An SR-22 auto insurance certificate is an official document that provides proof of a driver’s financial responsibility. It indicates that an individual is carrying the state’s legal minimum required amount of car insurance. Massachusetts is one of six states in the U.S. that does not require drivers to file an SR-22 form, but all vehicles must still carry the minimum amount of liability insurance as mandated by state law. However, you may need to file an SR-22 in order to reinstate your driving privileges if they were suspended due to a DUI conviction, driving while uninsured or other serious offense.
Is going with cheap car insurance the best option?
If you can afford it, getting more than the minimum coverage is always a great idea. Whenever you decide to shop around, don’t just compare the prices for minimum coverage — compare prices for a few upgraded coverages, as well. It’s also pretty surprising how much additional coverage you can add for a pretty low amount. If you’re hesitating, consider that approximately 6 million car accidents occur in the United States each year.
The average cost of a nonfatal but disabling injury is $93,800. If you have just basic, cheap car insurance and get into an accident like that, your insurance is going to pay $20,000 and leave you to cover the remaining $73,800. Massachusetts may be a no-fault state, but you can still be sued if you cause someone a permanent injury. You’d likely end up emptying your bank account to pay for the damages.

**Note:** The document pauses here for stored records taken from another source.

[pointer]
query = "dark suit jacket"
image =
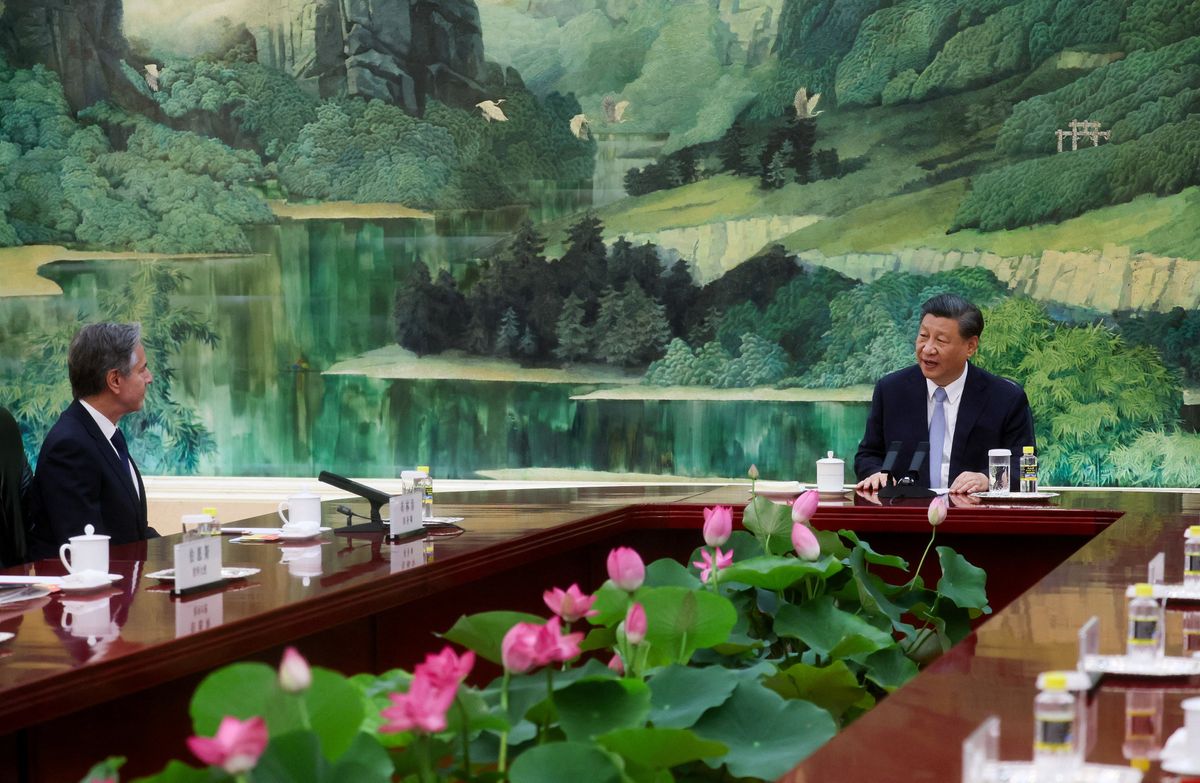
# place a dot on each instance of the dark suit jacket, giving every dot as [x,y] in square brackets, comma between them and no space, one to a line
[79,480]
[994,413]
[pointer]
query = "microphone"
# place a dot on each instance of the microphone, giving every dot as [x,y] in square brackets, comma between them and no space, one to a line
[377,498]
[918,459]
[889,460]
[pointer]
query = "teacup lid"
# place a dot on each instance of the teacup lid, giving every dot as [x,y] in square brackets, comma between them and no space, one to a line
[90,535]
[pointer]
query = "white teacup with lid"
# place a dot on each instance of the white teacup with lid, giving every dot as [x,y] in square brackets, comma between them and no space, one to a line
[831,474]
[303,512]
[89,553]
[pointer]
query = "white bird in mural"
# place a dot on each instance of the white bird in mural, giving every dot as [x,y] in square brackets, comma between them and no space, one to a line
[580,126]
[151,76]
[492,111]
[805,105]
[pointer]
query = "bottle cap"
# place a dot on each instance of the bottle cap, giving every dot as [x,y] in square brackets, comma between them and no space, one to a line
[1054,681]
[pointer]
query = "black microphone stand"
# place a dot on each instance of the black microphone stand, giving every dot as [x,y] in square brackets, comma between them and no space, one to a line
[906,486]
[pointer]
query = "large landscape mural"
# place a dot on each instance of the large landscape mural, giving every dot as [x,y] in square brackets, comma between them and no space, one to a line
[600,238]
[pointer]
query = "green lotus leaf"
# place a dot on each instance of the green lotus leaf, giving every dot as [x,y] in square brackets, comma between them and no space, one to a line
[829,631]
[873,556]
[557,761]
[592,707]
[681,694]
[769,523]
[663,573]
[834,687]
[963,583]
[767,735]
[679,621]
[772,572]
[889,668]
[660,748]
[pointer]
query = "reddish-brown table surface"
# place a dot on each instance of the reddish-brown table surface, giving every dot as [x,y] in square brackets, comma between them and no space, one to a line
[373,605]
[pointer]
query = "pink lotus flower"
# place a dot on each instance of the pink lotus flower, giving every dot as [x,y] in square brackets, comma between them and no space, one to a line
[520,649]
[635,625]
[429,698]
[718,525]
[447,669]
[237,746]
[295,676]
[557,646]
[423,707]
[570,604]
[707,563]
[528,645]
[625,568]
[805,506]
[804,542]
[937,509]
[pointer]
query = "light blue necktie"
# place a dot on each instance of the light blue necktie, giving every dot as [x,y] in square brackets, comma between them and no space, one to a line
[936,437]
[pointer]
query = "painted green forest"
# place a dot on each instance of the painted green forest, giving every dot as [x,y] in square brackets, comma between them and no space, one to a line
[683,213]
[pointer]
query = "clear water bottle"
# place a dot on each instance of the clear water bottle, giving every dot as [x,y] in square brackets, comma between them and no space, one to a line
[1144,724]
[1145,639]
[1055,739]
[1192,632]
[1029,470]
[1192,555]
[425,483]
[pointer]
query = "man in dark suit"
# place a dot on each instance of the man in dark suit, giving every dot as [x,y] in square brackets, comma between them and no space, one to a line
[960,410]
[84,472]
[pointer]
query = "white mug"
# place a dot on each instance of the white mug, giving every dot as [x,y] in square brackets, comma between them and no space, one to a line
[87,617]
[303,512]
[88,553]
[831,473]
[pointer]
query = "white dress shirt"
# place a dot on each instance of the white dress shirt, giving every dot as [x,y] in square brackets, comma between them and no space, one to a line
[108,429]
[951,407]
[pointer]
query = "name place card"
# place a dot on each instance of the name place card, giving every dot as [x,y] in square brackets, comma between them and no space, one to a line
[197,562]
[406,514]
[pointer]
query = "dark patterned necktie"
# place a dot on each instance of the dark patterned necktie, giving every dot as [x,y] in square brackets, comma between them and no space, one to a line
[121,448]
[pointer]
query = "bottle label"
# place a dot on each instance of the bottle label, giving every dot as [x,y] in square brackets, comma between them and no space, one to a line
[1054,733]
[1192,566]
[1143,631]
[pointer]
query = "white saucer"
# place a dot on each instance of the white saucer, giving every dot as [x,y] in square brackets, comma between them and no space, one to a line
[1014,496]
[85,581]
[294,536]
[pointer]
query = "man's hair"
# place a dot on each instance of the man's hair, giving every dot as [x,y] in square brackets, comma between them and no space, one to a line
[97,348]
[955,306]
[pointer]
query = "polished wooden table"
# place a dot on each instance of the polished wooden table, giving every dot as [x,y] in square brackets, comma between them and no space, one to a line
[361,604]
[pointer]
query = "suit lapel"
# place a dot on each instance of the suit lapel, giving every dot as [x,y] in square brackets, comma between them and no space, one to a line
[975,399]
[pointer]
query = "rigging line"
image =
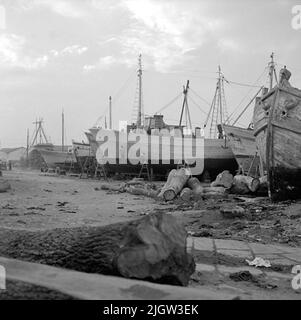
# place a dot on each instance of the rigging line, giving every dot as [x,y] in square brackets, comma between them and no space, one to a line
[125,84]
[208,103]
[231,115]
[99,118]
[242,84]
[169,103]
[189,97]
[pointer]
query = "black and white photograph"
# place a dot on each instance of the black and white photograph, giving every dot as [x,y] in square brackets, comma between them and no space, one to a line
[150,153]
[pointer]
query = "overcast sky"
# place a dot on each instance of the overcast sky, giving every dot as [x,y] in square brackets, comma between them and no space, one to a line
[71,55]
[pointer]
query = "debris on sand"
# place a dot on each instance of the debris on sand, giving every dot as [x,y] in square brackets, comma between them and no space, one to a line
[259,262]
[4,185]
[245,275]
[232,212]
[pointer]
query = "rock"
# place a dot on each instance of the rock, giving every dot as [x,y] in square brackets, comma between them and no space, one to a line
[195,185]
[4,185]
[232,212]
[224,179]
[244,184]
[152,248]
[186,194]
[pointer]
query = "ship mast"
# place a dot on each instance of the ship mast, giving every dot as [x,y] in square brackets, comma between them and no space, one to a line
[218,110]
[137,115]
[63,130]
[110,112]
[272,71]
[139,93]
[185,107]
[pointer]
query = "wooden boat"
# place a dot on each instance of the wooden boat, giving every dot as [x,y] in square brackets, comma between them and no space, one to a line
[277,128]
[243,145]
[218,156]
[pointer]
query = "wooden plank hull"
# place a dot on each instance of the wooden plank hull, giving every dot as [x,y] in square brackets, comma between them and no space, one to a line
[277,128]
[243,145]
[218,156]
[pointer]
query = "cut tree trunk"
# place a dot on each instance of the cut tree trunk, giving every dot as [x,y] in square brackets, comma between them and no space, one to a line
[245,184]
[176,184]
[195,185]
[152,248]
[142,191]
[224,179]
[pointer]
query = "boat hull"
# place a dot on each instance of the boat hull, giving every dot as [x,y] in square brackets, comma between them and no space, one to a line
[243,145]
[218,156]
[277,128]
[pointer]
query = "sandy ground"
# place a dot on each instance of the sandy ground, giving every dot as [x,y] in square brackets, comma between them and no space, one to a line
[38,202]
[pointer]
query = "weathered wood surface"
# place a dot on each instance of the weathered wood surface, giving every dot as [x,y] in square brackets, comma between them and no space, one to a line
[87,286]
[151,248]
[244,184]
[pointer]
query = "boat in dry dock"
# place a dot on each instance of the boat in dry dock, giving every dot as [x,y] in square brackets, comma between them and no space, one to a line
[277,129]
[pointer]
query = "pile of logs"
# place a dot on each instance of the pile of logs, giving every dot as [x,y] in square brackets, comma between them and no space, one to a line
[180,184]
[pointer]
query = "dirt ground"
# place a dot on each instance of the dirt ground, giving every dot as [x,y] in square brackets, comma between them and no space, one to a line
[38,201]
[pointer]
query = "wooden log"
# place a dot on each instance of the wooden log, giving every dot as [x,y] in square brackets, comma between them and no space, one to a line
[176,184]
[244,184]
[142,191]
[151,248]
[166,185]
[224,179]
[218,190]
[186,194]
[112,188]
[195,185]
[4,185]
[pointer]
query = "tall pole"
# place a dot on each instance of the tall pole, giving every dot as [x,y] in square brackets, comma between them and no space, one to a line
[63,129]
[110,112]
[140,93]
[27,148]
[272,70]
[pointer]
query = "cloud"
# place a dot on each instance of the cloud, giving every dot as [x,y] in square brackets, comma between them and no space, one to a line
[65,8]
[70,50]
[167,32]
[12,53]
[228,44]
[102,63]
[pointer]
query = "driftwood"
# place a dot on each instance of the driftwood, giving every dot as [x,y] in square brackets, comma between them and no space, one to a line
[224,179]
[4,185]
[195,185]
[152,248]
[112,188]
[176,183]
[141,191]
[244,184]
[186,194]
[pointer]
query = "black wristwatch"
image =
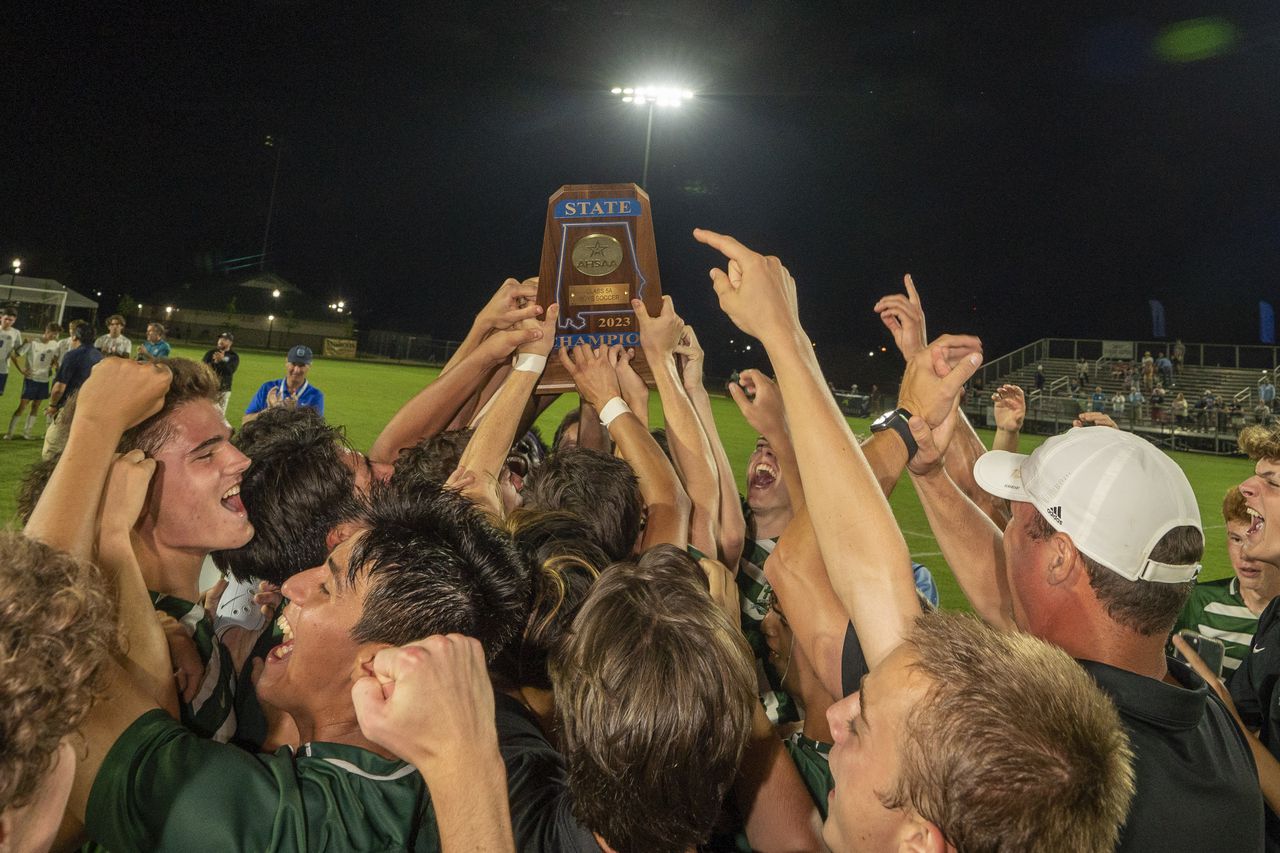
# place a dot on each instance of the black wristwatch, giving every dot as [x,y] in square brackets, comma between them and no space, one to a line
[896,420]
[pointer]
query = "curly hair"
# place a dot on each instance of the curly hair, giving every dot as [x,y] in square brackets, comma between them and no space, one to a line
[991,775]
[56,632]
[1260,442]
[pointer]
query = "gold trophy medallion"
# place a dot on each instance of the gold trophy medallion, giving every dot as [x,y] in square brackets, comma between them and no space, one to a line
[597,255]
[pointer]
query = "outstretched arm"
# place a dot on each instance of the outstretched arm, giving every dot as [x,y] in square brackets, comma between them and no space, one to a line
[487,451]
[433,407]
[858,536]
[691,451]
[594,372]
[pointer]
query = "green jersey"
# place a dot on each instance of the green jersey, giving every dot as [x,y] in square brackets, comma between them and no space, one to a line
[812,761]
[213,712]
[1216,609]
[753,589]
[161,788]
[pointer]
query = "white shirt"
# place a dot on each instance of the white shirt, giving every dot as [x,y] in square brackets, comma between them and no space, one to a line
[40,357]
[10,341]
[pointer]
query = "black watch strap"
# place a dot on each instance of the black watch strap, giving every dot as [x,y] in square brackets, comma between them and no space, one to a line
[897,420]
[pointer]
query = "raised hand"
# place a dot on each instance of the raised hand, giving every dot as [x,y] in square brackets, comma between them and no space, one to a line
[402,682]
[691,359]
[594,373]
[1010,407]
[508,306]
[126,493]
[935,377]
[545,328]
[904,316]
[658,334]
[632,387]
[120,393]
[757,292]
[760,402]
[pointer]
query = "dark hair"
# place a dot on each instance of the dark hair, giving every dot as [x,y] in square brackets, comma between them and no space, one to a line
[562,566]
[432,461]
[434,565]
[192,382]
[654,690]
[296,488]
[600,488]
[1143,606]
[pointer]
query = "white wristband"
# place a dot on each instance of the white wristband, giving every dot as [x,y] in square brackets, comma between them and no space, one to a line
[612,410]
[529,363]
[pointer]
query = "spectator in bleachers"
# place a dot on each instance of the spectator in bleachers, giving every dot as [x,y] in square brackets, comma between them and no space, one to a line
[1157,404]
[1165,366]
[1118,404]
[1136,402]
[1098,402]
[1182,410]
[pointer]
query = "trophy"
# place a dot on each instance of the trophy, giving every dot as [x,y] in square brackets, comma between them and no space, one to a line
[598,255]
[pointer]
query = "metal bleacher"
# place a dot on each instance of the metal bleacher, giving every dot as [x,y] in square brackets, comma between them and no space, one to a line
[1230,372]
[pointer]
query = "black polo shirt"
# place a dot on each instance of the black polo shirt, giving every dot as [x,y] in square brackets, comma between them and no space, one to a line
[1197,785]
[1253,689]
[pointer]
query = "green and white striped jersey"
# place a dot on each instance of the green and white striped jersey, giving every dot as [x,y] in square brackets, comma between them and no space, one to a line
[752,587]
[1216,609]
[213,712]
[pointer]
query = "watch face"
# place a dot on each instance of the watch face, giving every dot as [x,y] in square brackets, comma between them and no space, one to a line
[880,423]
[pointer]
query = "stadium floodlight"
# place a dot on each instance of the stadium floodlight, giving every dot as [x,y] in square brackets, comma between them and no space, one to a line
[650,96]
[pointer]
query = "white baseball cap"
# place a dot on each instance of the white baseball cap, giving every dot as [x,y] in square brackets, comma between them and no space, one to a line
[1114,493]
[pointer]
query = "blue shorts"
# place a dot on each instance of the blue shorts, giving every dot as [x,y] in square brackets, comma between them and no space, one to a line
[35,389]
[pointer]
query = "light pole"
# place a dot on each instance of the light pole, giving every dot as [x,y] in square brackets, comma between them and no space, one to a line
[650,96]
[272,142]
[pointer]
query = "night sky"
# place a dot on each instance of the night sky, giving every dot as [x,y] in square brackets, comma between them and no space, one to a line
[1041,170]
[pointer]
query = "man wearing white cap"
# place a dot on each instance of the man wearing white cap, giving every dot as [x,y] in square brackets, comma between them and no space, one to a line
[1098,560]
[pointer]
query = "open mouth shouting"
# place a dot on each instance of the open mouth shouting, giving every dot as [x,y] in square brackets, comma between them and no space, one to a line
[282,652]
[762,477]
[232,502]
[1256,525]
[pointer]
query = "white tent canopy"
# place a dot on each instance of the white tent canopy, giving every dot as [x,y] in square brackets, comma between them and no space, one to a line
[42,291]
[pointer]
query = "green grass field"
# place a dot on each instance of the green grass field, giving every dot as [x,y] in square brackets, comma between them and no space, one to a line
[364,396]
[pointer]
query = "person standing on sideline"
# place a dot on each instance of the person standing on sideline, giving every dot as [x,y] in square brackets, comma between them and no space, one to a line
[41,357]
[72,373]
[295,386]
[10,341]
[155,346]
[114,341]
[224,363]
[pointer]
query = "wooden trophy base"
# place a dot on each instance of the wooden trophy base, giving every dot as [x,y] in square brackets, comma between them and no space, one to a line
[598,254]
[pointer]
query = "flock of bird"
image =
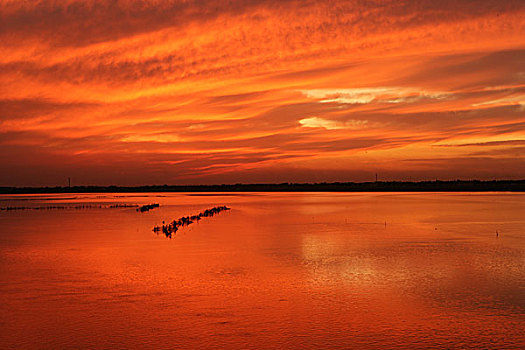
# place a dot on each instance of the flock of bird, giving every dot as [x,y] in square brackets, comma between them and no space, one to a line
[148,207]
[172,227]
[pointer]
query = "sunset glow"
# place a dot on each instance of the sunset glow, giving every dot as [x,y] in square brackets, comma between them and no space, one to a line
[200,92]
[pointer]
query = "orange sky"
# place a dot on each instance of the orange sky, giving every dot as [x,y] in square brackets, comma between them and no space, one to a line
[190,92]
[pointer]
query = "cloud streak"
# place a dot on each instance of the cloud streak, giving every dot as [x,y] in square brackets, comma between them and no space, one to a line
[207,91]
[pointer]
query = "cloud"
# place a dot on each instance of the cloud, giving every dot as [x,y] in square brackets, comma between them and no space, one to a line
[219,91]
[372,94]
[315,122]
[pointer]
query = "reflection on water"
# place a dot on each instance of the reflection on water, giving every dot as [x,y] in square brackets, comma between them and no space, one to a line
[300,270]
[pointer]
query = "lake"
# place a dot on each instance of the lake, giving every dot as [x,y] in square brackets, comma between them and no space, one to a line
[277,271]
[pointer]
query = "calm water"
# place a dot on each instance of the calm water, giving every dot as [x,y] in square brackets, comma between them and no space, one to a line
[305,271]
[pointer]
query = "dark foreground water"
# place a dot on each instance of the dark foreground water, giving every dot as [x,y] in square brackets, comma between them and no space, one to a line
[280,270]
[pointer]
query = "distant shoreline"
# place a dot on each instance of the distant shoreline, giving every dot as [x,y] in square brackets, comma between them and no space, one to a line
[379,186]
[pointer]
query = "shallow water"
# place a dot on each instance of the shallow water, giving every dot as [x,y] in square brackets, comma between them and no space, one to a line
[280,270]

If you purchased some optional bodily injury coverage – let’s go with $50,000/$100,000, plus the compulsory $20,000/$40,000 required by state law – then you’re going to have to pay $10,000 out of pocket in the worst-case accident scenario above. That extra coverage would cost a bit more. Since, statistically speaking, you’re likely to have an accident once every 17.9 years and may possibly be taken to court, it might be preferable to put in the extra money for better coverage rather than face the risk of being held responsible for tens of thousands of dollars in damages.
What other coverage options are there?
The most common add-ons include bodily injury liability and underinsured motorist coverage. You may want to consider vehicle coverage as well. If you have a lease or loan on your vehicle, your lender will most likely require you to purchase collision and comprehensive coverage. It’s an insurance for them against the possibility of an accident that will total the vehicle (destroying what’s essentially still their property). Even if you own your car outright, it can be a good option to do the math on; without it, you’ll have to pay for repairs yourself.
What happens if you’re caught without insurance?
Hitting the road without insurance will result in a fine of between $500 and $5,000 and may also get you up to a year in jail or a year’s suspension of your driving privileges. If your license is suspended, you’ll have to pay an additional fee to reinstate it.